Why was my property built without inspection hatches in the first place?

Advances in technology allowed boilers to be put in a greater variety of positions, not just on an outside wall, suiting the development of flats and apartments where space was at a premium. This resulted in some boilers being installed, but in a way that the flue cannot be inspected to make sure it is correctly fitted and safe.

I think I have a home warranty but don't know who it is with.

When you purchased the property your solicitor should have told you who was providing the home warranty. It is possible that you have correspondence from the warranty provider. The main warranty providers in the UK are NHBC and Premier Guarantee. Depending on the age of the property Zurich Building Guarantee may have provided the warranty.


My home warranty has expired. What does that mean for me?

If your home warranty has expired, you or your landlord will have to meet the cost of the inspection hatches and any defects to the boiler or its flue. If you receive benefits you may be entitled to financial assistance.


Where do I get CO alarms and what will they cost me?

Costs from independent gas engineers will vary however Horsham Boilers can supply and install a single CO alarm will be £34 + VAT with the cost reducing by £10 + VAT for each subsequent unit per property.

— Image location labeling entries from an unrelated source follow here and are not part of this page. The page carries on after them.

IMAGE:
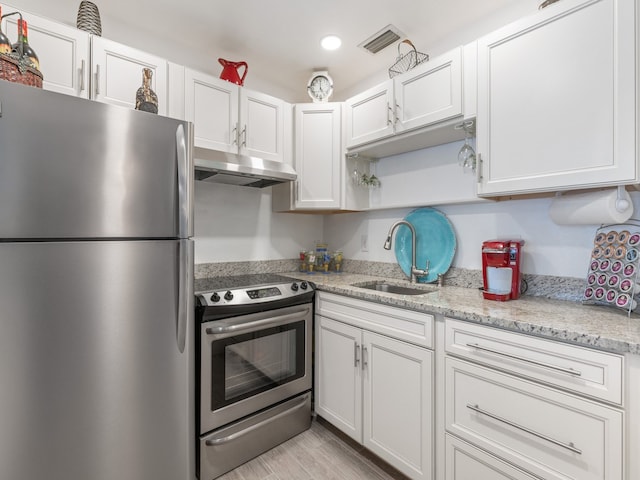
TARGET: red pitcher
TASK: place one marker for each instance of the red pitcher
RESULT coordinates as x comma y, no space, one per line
230,71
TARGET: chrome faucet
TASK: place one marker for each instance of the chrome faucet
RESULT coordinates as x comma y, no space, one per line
415,272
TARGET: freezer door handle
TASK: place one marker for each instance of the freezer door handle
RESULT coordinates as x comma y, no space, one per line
183,184
185,274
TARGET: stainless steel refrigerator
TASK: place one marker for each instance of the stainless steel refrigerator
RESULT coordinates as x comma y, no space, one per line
96,291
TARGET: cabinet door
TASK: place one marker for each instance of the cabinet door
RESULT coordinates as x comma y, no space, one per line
398,404
318,156
63,52
117,74
429,93
556,99
338,380
261,125
466,462
212,105
369,115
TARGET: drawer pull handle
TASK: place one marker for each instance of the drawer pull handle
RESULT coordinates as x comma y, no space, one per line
570,371
568,446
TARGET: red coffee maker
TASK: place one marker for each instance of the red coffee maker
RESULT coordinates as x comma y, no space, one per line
501,269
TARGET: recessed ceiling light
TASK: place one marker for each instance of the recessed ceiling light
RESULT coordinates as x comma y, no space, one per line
331,42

CO alarms can continue to be used once inspection hatches have been installed and are recommended as an additional precaution.


Who do I approach to install inspection hatches?

Horsham Boilers can supply and install the requisite numbers and type of hatches required.



KARL 0772 0299 384


DEREK 07973 505 021


What if I don't have inspection hatches fitted?

From 1 January 2013 you will not be able to have any work, including servicing, carried out on your boiler, as the gas engineer will be breaking the law.